Hi,
Ah, I see. Then I think you and other geeks should ask HW for a driver update to support this new IP standard - which means fundamental change on how we read IP addresses... As I said before, with your knowledge, I'm sure HW would love to have you as a "beta tester" later.
Cheers,
Joseph

----- Original Message -----
From: Sabahattin Gucukoglu <[email protected]
To: [email protected]
Date sent: Fri, 11 Feb 2011 20:49:52 +0000
Subject: Re: [Braillenote] Surprise, It's The Email On File,and brltty BrailleNote Driver Breaks

On 11 Feb 2011, at 12:41, Joseph Lee wrote:
What other things have you discovered? How about stability
against 9.0?

I'll have to wait a bit longer to see if it locks up. Certainly though, it's getting less use in the braille terminal, obviously, and that might have something to do with it.

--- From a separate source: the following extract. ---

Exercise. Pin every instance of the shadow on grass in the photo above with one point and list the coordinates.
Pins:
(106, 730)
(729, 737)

I'll say that it is much snappier in other applications, though, like the web (still don't dare to trust it with my mail, just yet, maybe when I've moved my inbox messages elsewhere).

For the other stuff, let's see ... Ethernet works by creating a default DHCP connection, which conflicted with my old one. Removed my old one, without effect, but it does mean you can clobber the feature by just removing the default one. And of course if you use a static configuration, it doesn't fall over to another connection when DHCP isn't available - it just puts up the standard Windows CE error.

In the QT edition, while in the braille terminal, you get spurious options for the scroll wheel, and no way of knowing about the Function+I keystroke. And as always, the documentation reader is slightly off. There were occasions where turning off braille wouldn't really turn braille off; it would either leave the dots in their current position, or blank the display, but never physically turn it off. And the "Text-to-speech improvements" include pronouncing QT as "Quartz", which means my device is called the BrailleNote Apex Quartz (ah, go on, that can hardly be described a bug). No, IPv6 wasn't there, so I guess it hasn't made it to their radar screens.

Just silly little things, nothing serious, except the braille - that is a tragedy. Braille without input is like chocolate without hazel nuts. And brltty was way, way ahead of many screen readers in braille input capability even when HumanWare did not directly support it. The entire input functionality was done using layered commands, press a combination to enter input mode and your braille keystrokes turn into their equivalent characters when typed. Press another key to go into navigational mode. To enter combinations including dots 7 or 8 or both 7 and 8, just press another layered command, and either just the next key, or all subsequent keys, have those dots added.